李捷飞看着放在一旁的相片簿跟袋子,再看看紧张地一起看着自己的陈进峰跟杨斌,想说什么,最终还是没开口,应了一声,满腹疑窦地离开了。
“阿斌,我说你快点。”
“奶奶给我们的东西,都烧没了。”杨斌把最后一张相片扔进了火里,看着照片中的人头慢慢变焦,“陈伯伯,为什么奶奶要烧光许艳姐跟小菊的照片?”
“这是你奶奶的东西,她爱烧就烧,你回村子去以后,可记得千万别饶舌。”陈进峰警告。
“我不饶舌,可是,自从奶奶请的客人接连出事以后,村里已经传开了,说奶奶是巫婆,又在害人了。我爸跟我妈还让我别来这儿。”杨斌说着,站了起来,把撕坏的相簿装到袋子里扔到了垃圾桶。

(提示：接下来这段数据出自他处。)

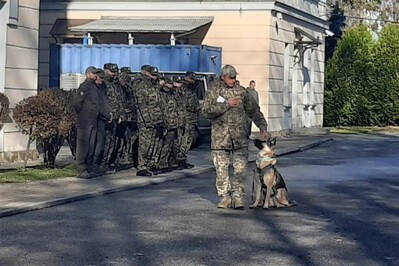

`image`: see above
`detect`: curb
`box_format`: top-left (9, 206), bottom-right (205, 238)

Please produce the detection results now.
top-left (248, 138), bottom-right (334, 163)
top-left (0, 166), bottom-right (214, 218)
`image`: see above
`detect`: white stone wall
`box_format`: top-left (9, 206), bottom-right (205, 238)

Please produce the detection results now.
top-left (0, 0), bottom-right (40, 151)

“对了,我说杨斌,你收到过一个,写着你自己的姓名的信封吗?”陈进峰问。
杨斌摇摇头,“我班上女同学的信就收到过一封。”
“是吗?”
“是,是我们班上副班长的信。”杨斌转身,从橱柜里搬出碗碟。
“女同学?女班长?嘿,你小子行啊,是情信吧?她长得漂亮不?”陈进峰一拍杨斌的脑袋瓜,问。
“恩,比小菊漂亮多了。”
“是嘛。”陈进峰呵呵笑了两声,然后才正色,“我说,杨斌,你可别忘了,谈谈情是可以,说爱可就不行了,我资助你上学,可是指望你将来有出息的。”
“知道,陈伯伯,我不会辜负你的期望的。”杨斌转过身,不知道是因为心慌,还是其他别的,一下把手里的碗碟都摔到了地上。
“你看你,想起小姑娘就心猿意马了吗?快收拾干净。”
“嗳,对不起,陈伯伯。”
日期:2010-9-1719:11:00
十一
黄伟文看着郑永浩把张笑芬交出来的药盒子打开,取出了里面的一小瓶药剂,“那是什么?”
“维生素A,治疗许艳皮肤病的药。”郑永浩拧开盖子,闻了闻,把鼻子挪开了。
“真有毒吗?”
“也许。”郑永浩点点头。
“你说,张笑芬有可能对许艳下毒吗?”
“张笑芬说,是许艳先想向她动手的,因为许艳恨她拆散了自己的家庭,在自己患上那样的怪病以后,性格变得越来越偏激古怪,而且她住在张家,眼看张笑芬跟洪小菊感情和睦,而洪小菊又是抢走她母亲的男人的孩子,要说仇恨,也说得过去。再加上,许艳跟张笑芬的那个秘密。如果她们也是被制裁之手盯上的对象,那么她们曾经也干过伤天害理的事情,再为了泄愤杀人,也是有可能再犯的。”郑永浩从来没想到,一直以为洁身自好的张笑芬,竟然跟丈夫以外的男人,偷偷有了孩子,情感上一时半会接受不来,
“假设毒是张笑芬下的,那一定还有人替她处理了现场。单凭她一个人是无法设置那个模仿现场跟转移尸体的。她还有同谋。”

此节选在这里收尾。